The pharmaceutical company, Kamada, has just submitted its proposed Phase III protocol for an inhaled alpha-1 antitrypsin therapy (inhaled AAT) to the U.S. Food and Drug Administration (FDA). This therapy is to be used for the treatment of alpha-1 antitrypsin deficiency (A1AD) disease.
Alpha-1 Antitrypsin Deficiency (A1AD) is an inherited condition that is characterized by low blood levels of the protein Alpha-1 Antitrysin (A1AT). This deficiency leads to lung and liver disease as well as skin problems in the affected individuals. To learn more about A1AD, click here!
The proposed Phase III clinical trial would treat 200-300 patients with alpha-1 antitrypsin deficiency disease with the inhaled alpha-1 antitrypsin therapy at an 80 mg dosage once daily over a span of two years.
At the end of these two years, Kamada is hoping that participants see an improvement in lung function and lung density, the primary and secondary endpoints of the study, respectively.
Kamada’s Vice President of Clinical Development, Dr. Naveh Tov, MD, PhD, explains that the purpose of this study reflects Kamada’s previous experience with inhaled AAT, specifically, a Phase II U.S. study that showed an increase in the level of AAT in the lungs with the proposed dosage of medication. In fact, both the primary and secondary endpoints in this study are based on successful results from previously conducted trials.
However, there has been some skepticism about this whole thing. The FDA is not completely certain about the safety of inhaled AAT in treating alpha-1 antitrypsin therapy. This is a huge problem that Kamada will have to address and resolve, or the U.S. FDA will not grant approval for the further clinical development of this therapy in the United States.

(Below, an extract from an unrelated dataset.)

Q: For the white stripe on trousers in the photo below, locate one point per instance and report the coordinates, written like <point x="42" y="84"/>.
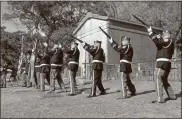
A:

With this in mind, the FDA gave Kamada more detailed instruction for development of their synopsis and also asked that Kamada propose a fully completed (and safe) protocol to follow for subsequent phases before it will be eligible to advance with development and clinical studies in the U.S.
So, the polished complete study protocol was submitted to the U.S. FDA on July 18, 2017, and they are hoping for all the best.
Even so, the CEO of Kamada, Amir London, says that the company followed the FDA’s guidance and has designed an appropriate Phase 3 clinical trial that follows protocol.